Ela soube antes mesmo que ele aparecesse. Um arrepio passou por sua espinha. Recuou lentamente, já prevendo o que iria acontecer. Dedos finos e escuros como pregos de piche surgiram primeiro, marcando o lado direito da porta. Logo depois surgiu a cabeça: oval, feita da mesma substância dos dedos, com três olhos vermelhos brilhantes e um sorriso largo de dentes afiados. Alice sentiu a taquicardia quando o medo a preencheu. Procurou seu pedaço de niotita, mas ele estava longe, jogado perto da cabine do núcleo.
Começou a correr, mas sentia que suas pernas eram de gelatina e a dor do machucado em sua perna tornava seu movimento mais lento. Era como um pesadelo em que você tenta correr, mas não pode. A criatura apareceu por completo na entrada da plataforma, uma sombra tendo o portal de saída como moldura. Ele não tinha pressa: sua presa não tinha para onde escapar.
Finalmente Alice conseguiu correr, atravessando todo o pedaço que faltava do caminho até a cabine. Olhou para trás, assustada. O ser estava a poucos metros e parecia apreciar o medo na face dela. A mulher então sentiu raiva e pegou o caco de niotita que estava no chão com rapidez. Ela não iria cair sem lutar, não seria esse tipo de pessoa.

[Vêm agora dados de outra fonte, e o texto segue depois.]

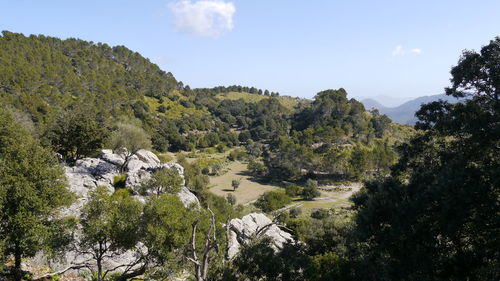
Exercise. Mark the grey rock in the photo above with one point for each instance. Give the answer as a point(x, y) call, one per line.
point(252, 226)
point(86, 175)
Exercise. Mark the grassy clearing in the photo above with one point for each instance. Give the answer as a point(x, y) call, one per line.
point(249, 189)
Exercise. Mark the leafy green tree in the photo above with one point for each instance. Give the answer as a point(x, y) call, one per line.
point(231, 199)
point(111, 224)
point(32, 189)
point(328, 266)
point(162, 181)
point(436, 216)
point(336, 161)
point(259, 261)
point(167, 230)
point(359, 162)
point(235, 183)
point(77, 134)
point(128, 139)
point(288, 160)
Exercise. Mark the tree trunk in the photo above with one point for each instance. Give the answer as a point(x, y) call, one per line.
point(18, 275)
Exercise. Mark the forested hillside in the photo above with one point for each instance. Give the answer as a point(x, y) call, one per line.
point(107, 158)
point(49, 83)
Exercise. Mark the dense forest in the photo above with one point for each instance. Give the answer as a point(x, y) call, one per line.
point(429, 208)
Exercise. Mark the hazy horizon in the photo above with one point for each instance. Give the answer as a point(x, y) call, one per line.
point(296, 48)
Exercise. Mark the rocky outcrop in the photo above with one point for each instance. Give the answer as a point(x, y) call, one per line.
point(243, 231)
point(86, 175)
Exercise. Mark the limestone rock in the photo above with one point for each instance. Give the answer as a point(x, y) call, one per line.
point(255, 225)
point(87, 174)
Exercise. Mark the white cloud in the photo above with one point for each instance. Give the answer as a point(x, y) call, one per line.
point(204, 18)
point(399, 51)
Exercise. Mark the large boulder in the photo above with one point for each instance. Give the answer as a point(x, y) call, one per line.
point(86, 175)
point(243, 231)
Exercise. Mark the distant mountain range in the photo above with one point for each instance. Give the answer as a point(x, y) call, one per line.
point(405, 113)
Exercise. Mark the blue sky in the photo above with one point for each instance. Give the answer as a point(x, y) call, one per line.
point(395, 48)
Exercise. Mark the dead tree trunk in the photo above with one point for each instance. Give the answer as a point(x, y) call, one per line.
point(201, 266)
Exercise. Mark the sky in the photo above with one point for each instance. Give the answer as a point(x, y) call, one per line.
point(399, 49)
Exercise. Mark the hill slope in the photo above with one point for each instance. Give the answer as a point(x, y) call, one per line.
point(405, 113)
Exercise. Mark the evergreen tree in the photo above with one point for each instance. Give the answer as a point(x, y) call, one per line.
point(32, 189)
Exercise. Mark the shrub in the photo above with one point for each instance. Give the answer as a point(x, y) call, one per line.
point(295, 212)
point(231, 199)
point(272, 200)
point(293, 190)
point(120, 181)
point(256, 168)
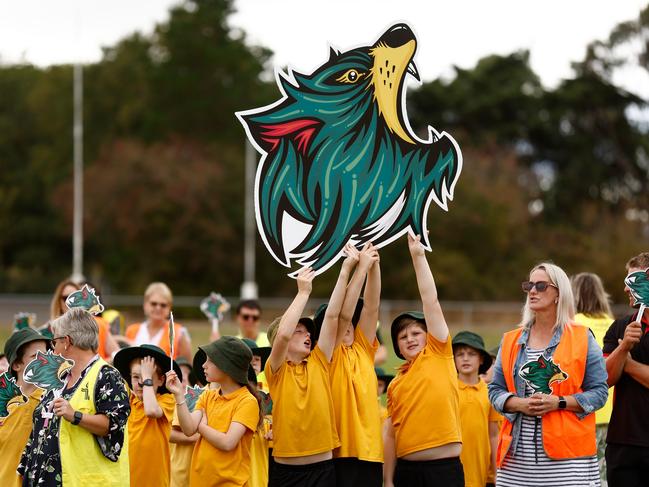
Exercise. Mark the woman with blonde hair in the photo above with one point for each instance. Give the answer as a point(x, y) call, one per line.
point(549, 378)
point(594, 311)
point(154, 330)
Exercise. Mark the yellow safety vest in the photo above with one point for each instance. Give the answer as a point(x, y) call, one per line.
point(82, 462)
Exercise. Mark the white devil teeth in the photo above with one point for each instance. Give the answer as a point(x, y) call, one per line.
point(412, 69)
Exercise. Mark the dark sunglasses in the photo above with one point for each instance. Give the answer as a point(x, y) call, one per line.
point(541, 286)
point(250, 317)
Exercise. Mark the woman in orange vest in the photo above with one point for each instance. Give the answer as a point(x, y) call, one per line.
point(155, 329)
point(549, 379)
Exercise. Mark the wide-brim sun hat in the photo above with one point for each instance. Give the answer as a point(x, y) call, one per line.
point(123, 358)
point(417, 316)
point(475, 341)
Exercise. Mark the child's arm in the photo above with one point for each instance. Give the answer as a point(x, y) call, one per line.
point(371, 300)
point(389, 453)
point(330, 323)
point(494, 431)
point(435, 321)
point(223, 441)
point(180, 438)
point(188, 420)
point(289, 320)
point(151, 407)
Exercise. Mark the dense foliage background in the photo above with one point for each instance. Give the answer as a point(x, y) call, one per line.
point(558, 174)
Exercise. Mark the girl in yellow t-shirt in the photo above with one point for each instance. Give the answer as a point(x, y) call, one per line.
point(422, 433)
point(225, 418)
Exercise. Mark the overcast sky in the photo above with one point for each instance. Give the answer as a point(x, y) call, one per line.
point(455, 32)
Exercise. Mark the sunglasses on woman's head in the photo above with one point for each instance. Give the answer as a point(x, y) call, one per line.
point(541, 286)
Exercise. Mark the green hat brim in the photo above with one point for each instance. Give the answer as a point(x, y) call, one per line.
point(123, 358)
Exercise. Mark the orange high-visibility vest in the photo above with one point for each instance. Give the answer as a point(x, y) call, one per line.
point(132, 330)
point(564, 434)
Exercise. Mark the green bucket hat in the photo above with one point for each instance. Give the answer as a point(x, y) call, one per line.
point(123, 358)
point(414, 316)
point(473, 340)
point(20, 338)
point(230, 355)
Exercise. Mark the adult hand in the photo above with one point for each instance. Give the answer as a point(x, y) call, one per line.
point(147, 367)
point(540, 403)
point(632, 335)
point(174, 385)
point(305, 280)
point(61, 407)
point(351, 257)
point(415, 246)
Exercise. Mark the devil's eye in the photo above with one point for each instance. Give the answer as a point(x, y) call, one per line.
point(350, 76)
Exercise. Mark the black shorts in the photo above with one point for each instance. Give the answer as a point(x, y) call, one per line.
point(352, 472)
point(447, 472)
point(319, 474)
point(627, 466)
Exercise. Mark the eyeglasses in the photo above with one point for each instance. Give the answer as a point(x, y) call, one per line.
point(541, 286)
point(250, 317)
point(53, 340)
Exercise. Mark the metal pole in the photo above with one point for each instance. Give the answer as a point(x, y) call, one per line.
point(77, 237)
point(249, 287)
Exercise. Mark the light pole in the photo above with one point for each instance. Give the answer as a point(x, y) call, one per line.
point(249, 287)
point(77, 226)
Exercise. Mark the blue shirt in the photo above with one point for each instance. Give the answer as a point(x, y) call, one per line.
point(594, 386)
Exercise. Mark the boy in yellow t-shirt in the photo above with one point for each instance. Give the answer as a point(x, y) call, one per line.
point(478, 418)
point(422, 434)
point(152, 409)
point(225, 417)
point(15, 428)
point(304, 431)
point(359, 458)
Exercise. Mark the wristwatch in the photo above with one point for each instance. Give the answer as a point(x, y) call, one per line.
point(78, 415)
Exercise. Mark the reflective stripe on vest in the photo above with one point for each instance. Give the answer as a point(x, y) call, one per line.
point(564, 434)
point(82, 462)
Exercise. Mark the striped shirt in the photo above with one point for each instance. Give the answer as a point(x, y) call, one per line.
point(531, 462)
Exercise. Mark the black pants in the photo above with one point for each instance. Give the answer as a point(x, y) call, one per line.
point(352, 472)
point(445, 472)
point(627, 466)
point(319, 474)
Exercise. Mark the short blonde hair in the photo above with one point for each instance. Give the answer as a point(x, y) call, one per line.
point(80, 326)
point(566, 301)
point(158, 288)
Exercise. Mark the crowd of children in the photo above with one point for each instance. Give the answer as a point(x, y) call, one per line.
point(306, 410)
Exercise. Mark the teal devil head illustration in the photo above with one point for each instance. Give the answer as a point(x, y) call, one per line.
point(10, 395)
point(638, 285)
point(47, 370)
point(340, 162)
point(540, 374)
point(85, 298)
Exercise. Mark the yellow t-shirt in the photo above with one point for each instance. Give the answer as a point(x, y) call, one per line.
point(148, 443)
point(181, 458)
point(214, 467)
point(424, 393)
point(14, 433)
point(599, 327)
point(475, 414)
point(303, 412)
point(353, 389)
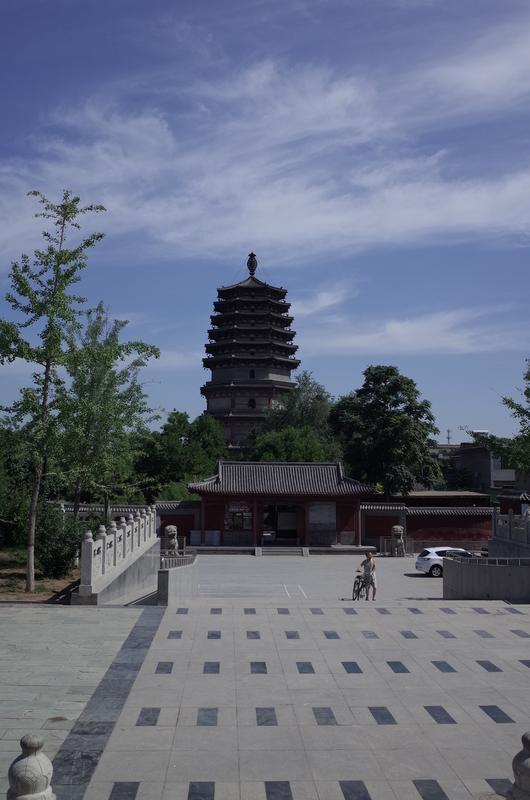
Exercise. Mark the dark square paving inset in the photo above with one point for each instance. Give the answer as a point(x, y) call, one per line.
point(499, 785)
point(164, 668)
point(148, 717)
point(278, 790)
point(124, 790)
point(488, 666)
point(430, 790)
point(382, 715)
point(305, 668)
point(397, 667)
point(266, 717)
point(496, 714)
point(354, 790)
point(352, 667)
point(443, 666)
point(207, 717)
point(201, 790)
point(440, 715)
point(324, 715)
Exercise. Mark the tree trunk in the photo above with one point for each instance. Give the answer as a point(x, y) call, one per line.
point(107, 507)
point(77, 499)
point(30, 564)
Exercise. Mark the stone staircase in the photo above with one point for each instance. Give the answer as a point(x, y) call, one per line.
point(281, 551)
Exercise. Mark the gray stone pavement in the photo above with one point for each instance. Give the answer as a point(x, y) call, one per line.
point(400, 700)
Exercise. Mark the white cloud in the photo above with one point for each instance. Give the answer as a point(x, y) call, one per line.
point(290, 162)
point(456, 332)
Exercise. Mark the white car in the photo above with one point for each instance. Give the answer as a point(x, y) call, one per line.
point(431, 559)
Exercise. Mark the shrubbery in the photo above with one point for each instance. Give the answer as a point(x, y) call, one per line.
point(58, 541)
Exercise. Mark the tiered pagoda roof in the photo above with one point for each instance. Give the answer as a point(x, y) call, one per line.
point(251, 326)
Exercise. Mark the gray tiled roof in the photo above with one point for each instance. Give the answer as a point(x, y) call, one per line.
point(281, 478)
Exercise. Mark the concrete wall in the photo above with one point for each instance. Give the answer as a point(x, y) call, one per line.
point(137, 575)
point(483, 581)
point(177, 584)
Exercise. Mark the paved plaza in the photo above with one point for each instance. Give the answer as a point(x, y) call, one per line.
point(272, 685)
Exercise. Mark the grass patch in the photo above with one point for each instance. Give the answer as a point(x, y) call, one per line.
point(13, 577)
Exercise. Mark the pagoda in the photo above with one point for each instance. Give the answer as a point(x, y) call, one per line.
point(250, 353)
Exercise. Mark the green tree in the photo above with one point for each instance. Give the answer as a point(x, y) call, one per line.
point(386, 432)
point(291, 444)
point(104, 410)
point(515, 452)
point(307, 406)
point(40, 292)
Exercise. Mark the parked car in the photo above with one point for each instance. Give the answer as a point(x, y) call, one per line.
point(431, 559)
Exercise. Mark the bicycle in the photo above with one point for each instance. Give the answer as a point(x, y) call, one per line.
point(360, 588)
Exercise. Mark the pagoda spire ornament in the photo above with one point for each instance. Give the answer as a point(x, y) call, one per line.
point(252, 264)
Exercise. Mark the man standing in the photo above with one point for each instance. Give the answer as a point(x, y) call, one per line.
point(369, 566)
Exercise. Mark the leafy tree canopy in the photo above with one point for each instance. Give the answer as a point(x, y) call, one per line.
point(385, 431)
point(306, 406)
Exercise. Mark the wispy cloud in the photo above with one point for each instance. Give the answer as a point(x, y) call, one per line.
point(456, 332)
point(289, 161)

A cabine era uma estrutura cilíndrica grande que ficava ao redor do Corium, a esfera feita de material transparente resistente à pressão reforçada com metal para conter o núcleo e toda a sua energia. Antes, apesar de ser um lugar onde se trabalhava com uma fonte de energia instável e nociva, ali era um lugar seguro. Agora o ambiente controlado estava com um terrível buraco no teto e em parte do chão e havia pontos do vidro de proteção em que ele estava prestes a ruir. A plataforma mais alta que era o chão no piso superior tremia de forma preocupante.
Com dificuldade, Alice abriu a porta enferrujada e torta, entrou com rapidez e fechou, torcendo para que isso atrasasse a criatura. Respirou fundo e então se virou, determinada.
No meio do ambiente havia um enorme círculo de vidro com um local quebrado por onde podia-se ver o núcleo. No teto, um projetor de hologramas se balançava, afetado pela força de sucção do buraco no vidro. À direita, um buraco no chão levava para a escada espiral que rodeava o Corium esférico até o piso inferior da sala de controle.
Balcões com computadores e pranchetas arruinados se erguiam nas bordas do chão de vidro. Era lá que estava o que precisava para religar o aquecimento central. Alice olhou para fora pela janela de vidro e viu que ele se aproximava cada vez mais. Logo o Mediador estaria ali e ela precisaria de uma boa estratégia para escapar. Começou a ligar desesperadamente os computadores.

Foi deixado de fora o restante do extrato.